Allez, 5 leçons à retenir :
- un sport individuel n’est pas un sport collectif : privilégier les moments de soins appropriés à un traitement d’écoute personnalisé.
- bossez votre anatomie et vos cours de pathologie sur les différents handicaps possibles en fauteuil et observez bien les spécificités de certains gestes pathogènes. (b)
- n’essayez pas de systématiser vos soins, chaque sportif est différent ( et c’est bien ici la richesse des rencontres).
- soyez modeste et disponible tout en restant guide de vos traitements et de vos conseils
- et enfin, my god, mettez vous à l’anglais et ne lâchez pas l’affaire.
Un grand merci à Mika Jérémiasz, polymedaillé en tennis fauteuil roulant , fondateur de l’association Comme les autres et président du French Riviera Open.
I thank you for your attention.
François Chevet.
- (a) pays les plus représentés = Japon, Pays-Bas, France, Israël, Espagne, Angleterre, Chine, Chili…
- (b) l’extenseur ulnaire du carpe est sollicité de manière intense et spécifique lors du geste de revers si singulier, s’approchant parfois de certains cinétiques de pelote basque.

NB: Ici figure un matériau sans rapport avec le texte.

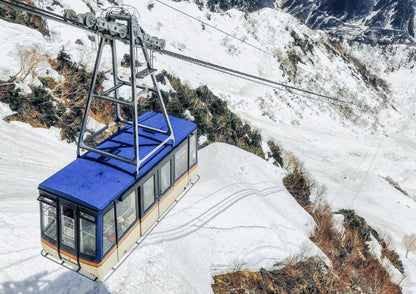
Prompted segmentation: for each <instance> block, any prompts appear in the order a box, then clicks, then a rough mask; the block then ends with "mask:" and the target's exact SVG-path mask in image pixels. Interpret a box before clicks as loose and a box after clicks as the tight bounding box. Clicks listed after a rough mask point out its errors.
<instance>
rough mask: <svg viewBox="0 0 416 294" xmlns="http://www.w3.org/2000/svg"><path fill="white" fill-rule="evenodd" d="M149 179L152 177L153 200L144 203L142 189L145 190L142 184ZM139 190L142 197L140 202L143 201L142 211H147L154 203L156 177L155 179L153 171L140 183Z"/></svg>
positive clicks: (145, 211)
mask: <svg viewBox="0 0 416 294" xmlns="http://www.w3.org/2000/svg"><path fill="white" fill-rule="evenodd" d="M151 179H153V201H152V202H151V203H146V202H145V194H144V191H145V188H144V186H145V185H146V184H147V182H149V181H150V180H151ZM140 190H141V195H142V199H143V200H142V201H143V202H142V203H143V211H144V213H146V212H147V211H149V209H151V208H152V206H153V204H155V202H156V179H155V173H154V172H153V173H152V174H151V176H149V177H148V178H147V179H145V180H144V181H143V184H142V185H140Z"/></svg>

Pour le CEERRF et en guise de conclusion, ce témoignage met en évidence le besoin essentiel de sensibiliser les étudiants en kinésithérapie à l’importance de la maîtrise de la langue anglaise, ainsi qu’aux subtilités de travailler avec des athlètes en situation de handicap dans le domaine du sport. Le French Riviera Open a offert un cadre unique où des physiothérapeutes comme François CHEVET ont dû relever le défi des barrières linguistiques. Son expérience souligne que la communication efficace et la compréhension sont primordiales pour offrir des soins personnalisés, en transcendant les frontières et les origines.
Dans ce contexte, notre programme pédagogique prend en compte cette demande des étudiants en favorisant les échanges internationaux et l’ouverture à l’international grâce à notre adhésion au programme Erasmus+ et à l’ENPHE, des programmes comme le Virtual Exchange in Physiotherapy et la Semaine International ont été mise en place . Cette démarche vise à abattre les barrières culturelles et linguistiques favorise l’apprentissage et le choix d’une formation en kinésithérapie réflexive et ouverte sur le monde. De plus, il ressort de cette expérience des leçons clés telles que l’adaptation aux diversités des handicaps, la personnalisation des traitements, associées à l’humilité et à l’expertise. Dans l’ensemble, ce récit souligne l’importance indéniable de la langue, de la sensibilisation au handicap et du sport pour former des professionnels de la santé compétents et compatissants.